趙非把煙叼回嘴裡:“說實話我都快分不清你是演的還是真的了,你要是沒有那個意思,要不就別摻和了,也算是行善積德了。”
他這話點醒了布拉德利,自從認識白竹以後他的心情就像過山車一樣忽高忽低,完全地被人牽著走,事到如今他終於想起來自己最初明明只是為了惡心一下白照野,根據二人之間的情緒守恆定律,白照野快活他就不快活,白照野不爽他就爽到飛起。
而白竹在整個計劃中只是個關鍵的道具,根本不需要在意他的想法。
如果白竹和第七軍團那位真有點什麼,那死綠茶絕對也會氣得七竅生煙,半夜都要咬著被角哭出聲來,那他的目的也算達到了。
但胃裡絞成一團,只要想到白竹跟別人走在一起的樣子,他就感覺無比難受。
白竹想要的東西他明明也可以給,無論是體面的工作、優渥的生活,還是那些虛無縹緲的快樂與陶醉。這種美人就應該被珠玉與鮮花環繞,他會在白竹失眠的深夜開車去海邊看日出,承包最豪華的遊艇帶他周遊各個星球,不讓他受到一點委屈,他會讓白竹成為全帝國最幸福的人。
布拉德利拳頭攥得咯咯響,那姓嚴的風評跟他一樣毀譽參半,半斤八兩,說不定還再差點,畢竟硬邦邦冷冰冰的,他知道怎麼疼人嗎?

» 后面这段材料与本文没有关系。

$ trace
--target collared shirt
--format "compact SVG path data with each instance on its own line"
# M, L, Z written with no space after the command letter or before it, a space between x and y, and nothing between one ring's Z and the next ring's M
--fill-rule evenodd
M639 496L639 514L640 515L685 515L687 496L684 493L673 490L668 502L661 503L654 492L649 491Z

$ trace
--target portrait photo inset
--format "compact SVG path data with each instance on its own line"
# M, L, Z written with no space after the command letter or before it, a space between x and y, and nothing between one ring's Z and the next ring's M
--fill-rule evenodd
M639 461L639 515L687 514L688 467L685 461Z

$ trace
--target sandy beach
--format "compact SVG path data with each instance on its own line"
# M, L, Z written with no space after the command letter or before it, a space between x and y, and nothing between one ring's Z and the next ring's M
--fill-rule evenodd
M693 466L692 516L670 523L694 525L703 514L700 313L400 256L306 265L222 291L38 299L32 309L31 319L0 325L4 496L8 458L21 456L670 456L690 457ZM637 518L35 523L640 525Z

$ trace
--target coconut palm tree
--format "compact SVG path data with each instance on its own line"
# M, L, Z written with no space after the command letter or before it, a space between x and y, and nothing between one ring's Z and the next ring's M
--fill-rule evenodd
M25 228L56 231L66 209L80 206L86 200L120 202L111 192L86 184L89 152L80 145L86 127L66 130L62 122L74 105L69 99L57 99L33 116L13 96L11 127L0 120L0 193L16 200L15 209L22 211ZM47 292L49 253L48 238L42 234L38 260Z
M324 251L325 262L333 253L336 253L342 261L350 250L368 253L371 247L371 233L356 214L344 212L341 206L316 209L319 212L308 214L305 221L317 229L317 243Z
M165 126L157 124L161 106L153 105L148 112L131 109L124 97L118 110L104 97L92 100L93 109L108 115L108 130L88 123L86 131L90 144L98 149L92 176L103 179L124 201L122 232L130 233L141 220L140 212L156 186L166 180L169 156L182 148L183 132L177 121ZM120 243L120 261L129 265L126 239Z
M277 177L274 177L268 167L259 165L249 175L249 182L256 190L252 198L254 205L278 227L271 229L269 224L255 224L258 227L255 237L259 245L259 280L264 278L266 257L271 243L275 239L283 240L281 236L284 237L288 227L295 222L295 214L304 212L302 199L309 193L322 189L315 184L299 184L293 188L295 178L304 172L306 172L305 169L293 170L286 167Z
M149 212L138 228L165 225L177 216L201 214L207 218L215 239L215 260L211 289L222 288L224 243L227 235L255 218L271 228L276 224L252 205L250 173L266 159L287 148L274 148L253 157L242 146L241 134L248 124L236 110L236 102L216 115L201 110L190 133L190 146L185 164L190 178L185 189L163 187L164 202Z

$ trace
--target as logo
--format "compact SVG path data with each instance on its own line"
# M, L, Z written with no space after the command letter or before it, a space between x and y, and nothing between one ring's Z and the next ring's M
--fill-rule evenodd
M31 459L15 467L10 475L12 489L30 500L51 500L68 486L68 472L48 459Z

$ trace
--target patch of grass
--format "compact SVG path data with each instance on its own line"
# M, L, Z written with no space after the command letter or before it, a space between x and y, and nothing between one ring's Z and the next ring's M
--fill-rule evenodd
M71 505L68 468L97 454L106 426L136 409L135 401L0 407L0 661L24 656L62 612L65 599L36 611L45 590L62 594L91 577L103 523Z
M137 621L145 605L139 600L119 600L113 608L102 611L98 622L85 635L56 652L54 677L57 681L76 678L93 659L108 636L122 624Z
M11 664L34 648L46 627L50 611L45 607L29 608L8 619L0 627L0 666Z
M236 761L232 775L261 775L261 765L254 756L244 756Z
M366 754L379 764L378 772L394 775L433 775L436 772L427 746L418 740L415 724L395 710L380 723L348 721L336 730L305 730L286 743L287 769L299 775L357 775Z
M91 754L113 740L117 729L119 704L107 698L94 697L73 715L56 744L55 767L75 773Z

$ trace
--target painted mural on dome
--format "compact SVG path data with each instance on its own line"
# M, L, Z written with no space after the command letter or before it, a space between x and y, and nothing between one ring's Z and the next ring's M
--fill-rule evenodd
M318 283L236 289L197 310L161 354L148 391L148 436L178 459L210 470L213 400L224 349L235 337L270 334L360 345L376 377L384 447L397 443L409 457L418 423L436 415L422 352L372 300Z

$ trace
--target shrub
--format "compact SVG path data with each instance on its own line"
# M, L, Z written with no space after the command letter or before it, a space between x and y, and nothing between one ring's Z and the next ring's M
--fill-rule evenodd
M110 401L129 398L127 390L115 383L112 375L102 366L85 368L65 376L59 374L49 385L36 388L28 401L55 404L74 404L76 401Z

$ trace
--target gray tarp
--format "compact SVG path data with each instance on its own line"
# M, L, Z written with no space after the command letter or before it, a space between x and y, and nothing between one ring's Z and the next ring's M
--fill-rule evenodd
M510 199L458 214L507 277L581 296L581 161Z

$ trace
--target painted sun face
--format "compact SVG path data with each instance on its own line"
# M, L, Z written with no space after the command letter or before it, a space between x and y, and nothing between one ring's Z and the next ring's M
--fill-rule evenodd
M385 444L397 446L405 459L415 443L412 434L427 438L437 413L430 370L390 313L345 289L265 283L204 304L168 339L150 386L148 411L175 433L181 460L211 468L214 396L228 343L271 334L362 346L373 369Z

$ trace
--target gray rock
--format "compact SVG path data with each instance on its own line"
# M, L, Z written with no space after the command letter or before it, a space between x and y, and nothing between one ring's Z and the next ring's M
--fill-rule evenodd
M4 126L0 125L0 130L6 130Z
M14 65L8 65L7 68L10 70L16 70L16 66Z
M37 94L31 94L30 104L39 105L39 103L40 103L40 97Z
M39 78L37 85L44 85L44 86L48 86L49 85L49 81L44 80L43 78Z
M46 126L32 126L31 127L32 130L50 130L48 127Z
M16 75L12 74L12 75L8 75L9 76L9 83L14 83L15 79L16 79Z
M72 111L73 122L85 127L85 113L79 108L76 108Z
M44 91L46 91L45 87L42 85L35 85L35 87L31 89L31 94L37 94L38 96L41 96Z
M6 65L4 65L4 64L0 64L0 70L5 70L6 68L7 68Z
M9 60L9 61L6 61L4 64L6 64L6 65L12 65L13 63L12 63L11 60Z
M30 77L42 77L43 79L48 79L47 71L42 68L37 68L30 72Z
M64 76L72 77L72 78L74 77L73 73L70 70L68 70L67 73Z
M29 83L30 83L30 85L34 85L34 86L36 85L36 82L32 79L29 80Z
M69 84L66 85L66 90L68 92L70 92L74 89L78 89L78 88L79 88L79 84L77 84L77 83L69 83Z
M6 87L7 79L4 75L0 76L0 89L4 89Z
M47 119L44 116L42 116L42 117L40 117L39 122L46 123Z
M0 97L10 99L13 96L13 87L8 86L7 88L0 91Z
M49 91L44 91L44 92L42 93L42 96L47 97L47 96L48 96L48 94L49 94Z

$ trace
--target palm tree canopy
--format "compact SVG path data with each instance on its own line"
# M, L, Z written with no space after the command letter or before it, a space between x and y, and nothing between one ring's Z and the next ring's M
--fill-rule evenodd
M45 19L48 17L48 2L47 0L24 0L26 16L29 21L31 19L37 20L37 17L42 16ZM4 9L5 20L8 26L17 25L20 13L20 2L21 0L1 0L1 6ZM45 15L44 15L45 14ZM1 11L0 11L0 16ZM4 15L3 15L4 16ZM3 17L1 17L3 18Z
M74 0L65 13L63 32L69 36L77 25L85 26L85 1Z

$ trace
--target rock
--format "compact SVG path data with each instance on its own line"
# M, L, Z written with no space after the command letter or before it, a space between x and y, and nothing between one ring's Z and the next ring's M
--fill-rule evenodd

趙非滄桑地吐了口煙圈:“你現在看起來真的好像那個,就是,被雨淋了的狗。”
布拉德利面色不善地盯著他。
“急什麼,我還有兩張殺手鐧沒打,贏面還是很大的,”他的大腦飛速運轉,突然給自己分析起來,“一個是給他約見白塔向導,還有一個帶他進皇家圖書館,這都是我才能辦到的事,那個姓嚴的來了也不行。”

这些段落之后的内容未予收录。